Today in Brasilia I discussed with President Dilma Rousseff the current situation in the country, some regional issues and the role played by the Organization of American States.
In addition, President Rousseff referred to the political situation in Brazil and the impeachment process she may have to face.
Our Organization has made a detailed analysis of the impeachment process against Dilma, and has concluded that it does not fit within the rules that govern this process.
There is no criminal accusation against the President; rather she has been accused of the poor administration of public resources in 2014. This is an accusation that is political in character, and that does not merit an impeachment process.
This analysis raises doubts that we have also seen reflected in Brazilian society and even within the system of public prosecution, as was seen in a letter signed by 130 members of the public prosecutor’s office of Brazil:
(…) 2. It is well known that the impeachment trial for a crime of responsibility attributed to the President of the Republic is actually a juridical-political trial, which does not remove the requirement for certainty regarding the facts attributed to the aforementioned official.
3. Without certainty in the process, a positive resolution of the impeachment is flagrantly illegal, as it signifies a conclusion without motive, thus arbitrary, based on opinions that, obviously, lack clear-cut proof.
4. The facts articulated in the preliminary proceedings in the current impeachment process, and how they were handled by the preparatory committee to support the plenary decision by the Members of Parliament, with all due respect, are far from supporting indications of a crime of responsibility, let alone certainty of such a crime.
5. In fact, the issue of the additional credit decrees to reassign spending limits in certain public policies authorized by law, and the delays in the transfer of Union subsidies to public banks to cover for expenditures of institutions with loans made to third parties through government programs, are both procedures contemplated within the law, in legal opinions and in the understanding of the TCU (Federal Accountability Court), which always considered such measure as legal, until the end of 2015, when the understanding of the Court changed.
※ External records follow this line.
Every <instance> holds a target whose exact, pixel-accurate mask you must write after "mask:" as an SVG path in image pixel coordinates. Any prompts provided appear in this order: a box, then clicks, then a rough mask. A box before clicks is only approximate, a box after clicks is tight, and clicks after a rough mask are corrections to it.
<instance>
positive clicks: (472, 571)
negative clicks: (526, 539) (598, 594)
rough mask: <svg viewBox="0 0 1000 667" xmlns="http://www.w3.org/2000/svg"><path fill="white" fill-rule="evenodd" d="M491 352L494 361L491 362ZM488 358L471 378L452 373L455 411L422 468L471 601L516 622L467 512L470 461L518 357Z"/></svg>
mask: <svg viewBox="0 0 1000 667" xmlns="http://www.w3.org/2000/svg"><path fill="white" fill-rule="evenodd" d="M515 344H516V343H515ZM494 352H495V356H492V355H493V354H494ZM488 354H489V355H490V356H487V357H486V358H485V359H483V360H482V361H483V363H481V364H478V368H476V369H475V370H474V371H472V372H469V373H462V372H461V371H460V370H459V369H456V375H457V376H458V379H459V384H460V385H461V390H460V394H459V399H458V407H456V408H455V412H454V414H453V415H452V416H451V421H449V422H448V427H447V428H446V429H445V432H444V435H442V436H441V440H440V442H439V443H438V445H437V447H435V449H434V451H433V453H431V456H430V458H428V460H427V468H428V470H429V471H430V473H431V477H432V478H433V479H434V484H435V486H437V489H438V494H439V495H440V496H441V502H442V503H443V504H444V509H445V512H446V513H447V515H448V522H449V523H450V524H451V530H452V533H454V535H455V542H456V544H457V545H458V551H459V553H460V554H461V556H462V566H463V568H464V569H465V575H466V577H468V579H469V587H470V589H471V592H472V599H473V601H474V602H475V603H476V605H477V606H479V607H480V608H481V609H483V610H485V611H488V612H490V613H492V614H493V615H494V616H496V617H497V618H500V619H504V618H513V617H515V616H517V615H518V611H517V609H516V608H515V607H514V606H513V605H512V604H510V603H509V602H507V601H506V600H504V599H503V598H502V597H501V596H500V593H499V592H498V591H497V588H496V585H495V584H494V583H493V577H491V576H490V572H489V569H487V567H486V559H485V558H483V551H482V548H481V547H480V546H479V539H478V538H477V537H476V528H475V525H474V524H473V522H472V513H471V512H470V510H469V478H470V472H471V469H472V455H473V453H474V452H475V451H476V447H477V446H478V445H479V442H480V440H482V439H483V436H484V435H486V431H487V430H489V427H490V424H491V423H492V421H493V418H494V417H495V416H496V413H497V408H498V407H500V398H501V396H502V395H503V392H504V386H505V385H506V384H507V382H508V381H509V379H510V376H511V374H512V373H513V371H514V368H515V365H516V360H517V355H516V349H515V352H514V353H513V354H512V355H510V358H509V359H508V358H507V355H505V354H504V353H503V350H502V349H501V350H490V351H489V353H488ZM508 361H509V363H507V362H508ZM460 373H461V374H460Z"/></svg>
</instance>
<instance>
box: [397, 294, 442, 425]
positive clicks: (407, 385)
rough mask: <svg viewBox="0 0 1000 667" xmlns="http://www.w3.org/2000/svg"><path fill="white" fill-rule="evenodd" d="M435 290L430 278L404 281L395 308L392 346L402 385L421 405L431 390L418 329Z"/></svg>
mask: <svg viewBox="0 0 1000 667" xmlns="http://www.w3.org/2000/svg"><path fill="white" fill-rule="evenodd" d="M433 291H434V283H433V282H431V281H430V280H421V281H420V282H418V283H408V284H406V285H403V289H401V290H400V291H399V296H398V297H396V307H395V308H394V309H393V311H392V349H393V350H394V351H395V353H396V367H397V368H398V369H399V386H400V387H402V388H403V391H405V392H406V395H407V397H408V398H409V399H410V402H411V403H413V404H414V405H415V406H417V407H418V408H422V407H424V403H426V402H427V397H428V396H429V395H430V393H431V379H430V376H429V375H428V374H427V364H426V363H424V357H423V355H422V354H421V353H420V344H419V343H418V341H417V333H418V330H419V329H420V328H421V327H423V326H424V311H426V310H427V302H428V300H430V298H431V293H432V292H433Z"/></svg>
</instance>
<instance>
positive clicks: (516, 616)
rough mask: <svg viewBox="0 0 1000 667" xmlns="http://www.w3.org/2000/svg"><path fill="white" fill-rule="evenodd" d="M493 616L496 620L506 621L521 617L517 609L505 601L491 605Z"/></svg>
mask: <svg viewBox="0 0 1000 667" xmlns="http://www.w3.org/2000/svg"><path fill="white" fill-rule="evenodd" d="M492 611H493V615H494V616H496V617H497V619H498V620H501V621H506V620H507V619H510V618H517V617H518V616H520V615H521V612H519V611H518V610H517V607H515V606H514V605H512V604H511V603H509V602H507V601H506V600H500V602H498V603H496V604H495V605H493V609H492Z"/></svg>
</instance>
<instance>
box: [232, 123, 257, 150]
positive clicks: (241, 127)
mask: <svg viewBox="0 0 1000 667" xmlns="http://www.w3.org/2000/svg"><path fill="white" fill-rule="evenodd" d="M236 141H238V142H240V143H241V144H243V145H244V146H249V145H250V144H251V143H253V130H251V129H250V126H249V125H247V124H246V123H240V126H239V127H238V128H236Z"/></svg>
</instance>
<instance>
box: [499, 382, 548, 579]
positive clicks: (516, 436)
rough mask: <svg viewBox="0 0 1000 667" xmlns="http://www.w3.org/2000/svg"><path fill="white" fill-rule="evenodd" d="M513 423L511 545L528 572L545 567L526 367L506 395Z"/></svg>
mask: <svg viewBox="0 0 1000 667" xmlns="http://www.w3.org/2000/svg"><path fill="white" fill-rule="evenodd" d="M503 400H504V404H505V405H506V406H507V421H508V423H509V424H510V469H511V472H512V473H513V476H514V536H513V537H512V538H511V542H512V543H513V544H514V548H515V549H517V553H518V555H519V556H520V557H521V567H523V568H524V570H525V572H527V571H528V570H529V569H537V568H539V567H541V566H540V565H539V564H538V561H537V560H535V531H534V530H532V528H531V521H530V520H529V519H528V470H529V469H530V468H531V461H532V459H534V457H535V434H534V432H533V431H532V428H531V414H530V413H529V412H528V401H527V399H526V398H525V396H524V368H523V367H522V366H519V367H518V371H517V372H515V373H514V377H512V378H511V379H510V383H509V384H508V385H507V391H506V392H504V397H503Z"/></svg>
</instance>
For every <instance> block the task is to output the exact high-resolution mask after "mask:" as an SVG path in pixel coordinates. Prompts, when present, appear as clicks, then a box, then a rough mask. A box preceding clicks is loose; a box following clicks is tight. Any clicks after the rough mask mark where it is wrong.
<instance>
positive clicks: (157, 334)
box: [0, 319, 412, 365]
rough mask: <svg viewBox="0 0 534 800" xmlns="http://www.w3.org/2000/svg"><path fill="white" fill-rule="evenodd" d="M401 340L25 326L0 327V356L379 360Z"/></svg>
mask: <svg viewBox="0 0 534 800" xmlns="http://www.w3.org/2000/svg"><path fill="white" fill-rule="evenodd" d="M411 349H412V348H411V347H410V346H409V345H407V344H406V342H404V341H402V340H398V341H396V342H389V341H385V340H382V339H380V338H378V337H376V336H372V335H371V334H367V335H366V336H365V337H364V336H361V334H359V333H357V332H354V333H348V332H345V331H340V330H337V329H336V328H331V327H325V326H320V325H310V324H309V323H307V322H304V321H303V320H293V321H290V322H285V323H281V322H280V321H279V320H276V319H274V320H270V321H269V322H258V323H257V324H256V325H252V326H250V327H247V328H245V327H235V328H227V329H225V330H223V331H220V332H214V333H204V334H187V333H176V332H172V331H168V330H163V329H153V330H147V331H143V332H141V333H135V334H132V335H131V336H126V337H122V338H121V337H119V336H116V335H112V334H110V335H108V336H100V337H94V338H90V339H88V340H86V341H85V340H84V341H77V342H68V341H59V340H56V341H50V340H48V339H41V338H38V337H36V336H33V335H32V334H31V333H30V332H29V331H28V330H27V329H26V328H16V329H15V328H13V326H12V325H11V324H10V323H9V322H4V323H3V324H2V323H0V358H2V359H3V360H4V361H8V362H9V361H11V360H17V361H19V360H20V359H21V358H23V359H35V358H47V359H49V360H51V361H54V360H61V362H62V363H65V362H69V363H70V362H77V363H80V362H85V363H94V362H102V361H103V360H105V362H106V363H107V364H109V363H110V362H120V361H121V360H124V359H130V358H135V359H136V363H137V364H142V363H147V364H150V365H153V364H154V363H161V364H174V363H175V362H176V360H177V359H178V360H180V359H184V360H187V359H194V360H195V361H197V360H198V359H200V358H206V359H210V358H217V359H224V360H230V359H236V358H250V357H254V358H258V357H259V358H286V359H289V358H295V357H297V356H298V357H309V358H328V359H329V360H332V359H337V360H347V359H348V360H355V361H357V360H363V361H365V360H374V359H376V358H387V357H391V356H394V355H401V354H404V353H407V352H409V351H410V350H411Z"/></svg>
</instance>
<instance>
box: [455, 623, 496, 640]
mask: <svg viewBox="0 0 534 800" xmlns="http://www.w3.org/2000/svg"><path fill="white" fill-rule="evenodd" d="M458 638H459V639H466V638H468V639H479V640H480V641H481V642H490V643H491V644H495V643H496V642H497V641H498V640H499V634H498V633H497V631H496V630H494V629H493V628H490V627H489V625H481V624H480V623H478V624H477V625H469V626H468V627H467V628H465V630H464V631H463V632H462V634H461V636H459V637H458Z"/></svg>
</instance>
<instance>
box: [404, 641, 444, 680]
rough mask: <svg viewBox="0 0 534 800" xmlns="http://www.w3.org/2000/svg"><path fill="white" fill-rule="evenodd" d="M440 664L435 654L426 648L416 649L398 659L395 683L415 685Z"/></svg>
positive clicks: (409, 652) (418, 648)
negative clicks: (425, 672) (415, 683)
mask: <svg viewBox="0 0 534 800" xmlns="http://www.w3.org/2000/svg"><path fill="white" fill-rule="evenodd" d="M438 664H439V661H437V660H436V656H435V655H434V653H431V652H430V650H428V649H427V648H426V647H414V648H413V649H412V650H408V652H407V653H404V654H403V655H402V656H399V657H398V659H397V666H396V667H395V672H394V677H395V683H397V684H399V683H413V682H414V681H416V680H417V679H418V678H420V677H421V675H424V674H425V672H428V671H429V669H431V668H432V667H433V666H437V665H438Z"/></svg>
6. Furthermore, there is no crime without a previous law defining it, and much less without the understanding of previous jurisprudence. The opposite would result in an absurd legal uncertainty, even with respect to more than half of all governors and innumerable mayors who have always used and continue using the same measures that supposedly support the impeachment process against the President.
7. Therefore, the proof of a crime of responsibility having being committed does not exist, according to art. 85 of the Federal Constitution.”
In addition, it must be highlighted that a presidential system like the one in Brazil–and the vast majority of those in our Hemisphere, except for the English-speaking Caribbean—cannot operate out of the blue as if it were a parliamentary system, moving for impeachment, in this case of the chief executive, because of a shift in the political balance of a coalition government.
In effect, the sustainability of the presidential system does not depend solely on the legislature and the alliances generated therein. This is a reality that is useful in terms of efficiency in legislating and governing, but does not substitute for popular and sovereign support generated at the moment of voting for the current President. This equation of popular sovereignty cannot be changed for politically opportunistic reasons. If those who wrote the Constitution had wanted to establish a kind of parliamentary or semi-parliamentary solution, they would have structured it in that way and the logic of formation of governments, designation of the cabinet, the political responsibility and the fall of governments would be completely different.
We are not making a judgment as to which kind of system—presidential or parliamentary–is better, because that depends on the social and political contract of every society. But the organization of the Brazilian constitutional system is clear and, for that reason, it has established the constitutional limits for the exercise of an impeachment process. To ignore those limits affects the very structure of how the system operates, and distorts the forces and operation that the Constitution and the laws should have.
Our concern is not isolated, because the United Nations system and the Union of South American Nations (UNASUR) have voiced similar concerns. The United Nations system has noted:
“Brazil is a very important country and any political instability is a social concern for us,” said the U.N. Secretary General, Ban Ki Moon, to the Brazilian press last week. “We repeat the request to guarantee that the judiciary be respected, that the democratic institutions that Brazil fought for be respected and not be undermined by the process,” said Ravina Shamdasani, Spokesperson for the U.N. High Commissioner for Human Rights.
For its part, UNASUR highlighted that:
The President can only be tried and dismissed–revoking the popular mandate that elected her–for criminal offenses in which her willful and active participation can be proven. To accept that an executive can be removed from office for alleged failures in administrative acts leads to the dangerous criminalization of governance simply for reasons of a political nature.
Brazil has always been an example of democracy in the Hemisphere, and we all need for it to continue to be so. That is why the international community is sending these messages.
Indecent and criminal acts should be judged by decency and public integrity, not vice versa.
This principle, moreover, will be essential in the fight against the corruption that is plaguing the country and that must be fought to the end. It is in the interest of all that the investigation is completed and arrives to the final consequences.
Conscience must be affirmed in truth and justice, and the political conscience is only valid when it is expressed according to the existing institutions in the country.